The woman was obviously house-proud. The entrance corridor was neat, and the wooden floors looked like they’d enjoyed a recent wax and buff. In the sitting room, rays of fading sunlight poured through windows trimmed with heavy floral curtains.

The bright tidiness kicked an unexpected swell of pity up Vee’s throat, and she checked herself quickly. If she’d lost a child – which she had, but not in the pure sense – keeping a home spotless and welcoming would be a priority of the lowest order. Her own period of misfortune wasn’t long buried in
the basement of memory at all: unwashed body, swollen eyes, perfectly happy to marinate in her own stink and self-pity were it not for those who loved her. Society extolled the virtues of strength, but nobody ever gave any solid advice about how to break down properly. How long could a mother bustle about playing hostess, all the while wrestling the thought that her only child might be somewhere no mother would ever want her baby to see?

‘I completely forgot the time,’ Paulsen called from the kitchen. ‘I hope you didn’t have to wait too long.’

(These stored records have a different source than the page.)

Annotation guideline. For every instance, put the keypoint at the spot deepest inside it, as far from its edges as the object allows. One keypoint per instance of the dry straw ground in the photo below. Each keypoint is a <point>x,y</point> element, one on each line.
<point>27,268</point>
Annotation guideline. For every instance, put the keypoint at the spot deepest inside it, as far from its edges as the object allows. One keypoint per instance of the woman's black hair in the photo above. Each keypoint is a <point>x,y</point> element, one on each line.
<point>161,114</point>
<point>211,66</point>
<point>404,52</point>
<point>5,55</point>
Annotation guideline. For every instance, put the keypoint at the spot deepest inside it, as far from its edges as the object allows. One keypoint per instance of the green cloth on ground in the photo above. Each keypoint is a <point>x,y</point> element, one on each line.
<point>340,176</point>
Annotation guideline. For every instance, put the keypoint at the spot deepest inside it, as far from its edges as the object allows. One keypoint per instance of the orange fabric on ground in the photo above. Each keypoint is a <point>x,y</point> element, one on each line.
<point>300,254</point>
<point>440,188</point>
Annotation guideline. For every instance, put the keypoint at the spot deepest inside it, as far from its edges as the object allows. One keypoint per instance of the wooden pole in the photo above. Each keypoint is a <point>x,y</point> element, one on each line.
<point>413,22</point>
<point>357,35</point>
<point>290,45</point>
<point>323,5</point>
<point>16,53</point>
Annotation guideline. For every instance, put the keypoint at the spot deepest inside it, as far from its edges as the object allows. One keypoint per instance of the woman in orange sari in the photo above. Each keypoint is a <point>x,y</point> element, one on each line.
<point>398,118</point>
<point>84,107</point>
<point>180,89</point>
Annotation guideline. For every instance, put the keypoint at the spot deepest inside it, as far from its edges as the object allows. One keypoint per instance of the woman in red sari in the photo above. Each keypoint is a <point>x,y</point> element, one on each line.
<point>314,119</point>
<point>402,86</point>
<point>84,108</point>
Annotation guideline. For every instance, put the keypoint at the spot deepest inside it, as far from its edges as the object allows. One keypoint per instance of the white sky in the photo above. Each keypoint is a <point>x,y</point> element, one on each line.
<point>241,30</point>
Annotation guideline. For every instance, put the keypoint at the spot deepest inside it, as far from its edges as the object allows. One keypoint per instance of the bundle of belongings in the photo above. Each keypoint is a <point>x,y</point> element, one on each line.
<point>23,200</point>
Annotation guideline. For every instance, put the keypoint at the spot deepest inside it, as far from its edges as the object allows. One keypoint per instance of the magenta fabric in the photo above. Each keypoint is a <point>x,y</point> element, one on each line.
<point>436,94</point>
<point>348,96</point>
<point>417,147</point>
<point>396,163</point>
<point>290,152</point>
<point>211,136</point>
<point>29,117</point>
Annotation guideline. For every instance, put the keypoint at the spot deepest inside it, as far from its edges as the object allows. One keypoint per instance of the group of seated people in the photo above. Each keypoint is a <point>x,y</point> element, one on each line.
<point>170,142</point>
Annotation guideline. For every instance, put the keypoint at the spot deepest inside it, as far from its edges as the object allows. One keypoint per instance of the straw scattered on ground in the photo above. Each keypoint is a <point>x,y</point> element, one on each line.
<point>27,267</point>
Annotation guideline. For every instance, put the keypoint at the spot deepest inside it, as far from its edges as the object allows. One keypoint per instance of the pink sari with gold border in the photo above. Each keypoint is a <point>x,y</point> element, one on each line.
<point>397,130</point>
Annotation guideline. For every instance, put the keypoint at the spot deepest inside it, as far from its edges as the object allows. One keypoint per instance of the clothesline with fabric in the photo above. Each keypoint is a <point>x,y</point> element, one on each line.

‘Not at all,’ Vee lied. Idly, she examined a large ornate cabinet filled with china plates, dusty mugs and tiny figurines. If there was one thing that crossed all cultural boundaries, it was the cabinet with the delicate glassware and precious silver. Jacqui, like all children, would likely never have touched its contents if she had valued her l–

‘Ian gave most of those to me. Precious, they are.’ Paulsen spoke up behind her, setting down the tea tray. ‘From his travels during his university and postgrad days. Me, I haven’t really travelled much. To Namibia once, before I got pregnant with Jacqueline, and once the two of us went to Zimbabwe in the good old days when it was such a nice country.’

Over the rim of the teacup, Vee dissected Adele. This woman devoted a daily portion of her energy to staying on the go. No one ever need see how miserable she was. Or how angry. The canned rage was hard to get at over the pain and armour of niceness, but it was unmistakably there. It had to be a struggle
carrying on as a preschool teacher, seeing those eager eyes and candied smiles every day.

‘And where are you from?’ Paulsen probed, pushing short brown hair behind both ears. ‘Your accent’s very different.’ She leaned over, deftly spooned three measures of white sugar into her tea, and leaned back in her armchair. Moving Adele. Still Adele. Vee swiftly cast a vote for Moving Adele. Still Adele looked ready to rise at any moment and slap the taste out her mouth for holding the cup the wrong way.

‘I’m Liberian. From Liberia,’ Vee added stupidly.

Adele ‘ahhed’ and raised her eyes ceiling-ward, snapping her fingers. In the measured cadence of an educator, she rattled off the capital city and two neighbouring countries before leaning into current politics since the end of the civil war. Vee jarred, pleasantly surprised and impressed. Most locals had little knowledge of other cultures ‘further north’, as they called it. The darker Africa, a realm devoid of ice cream or shopping malls.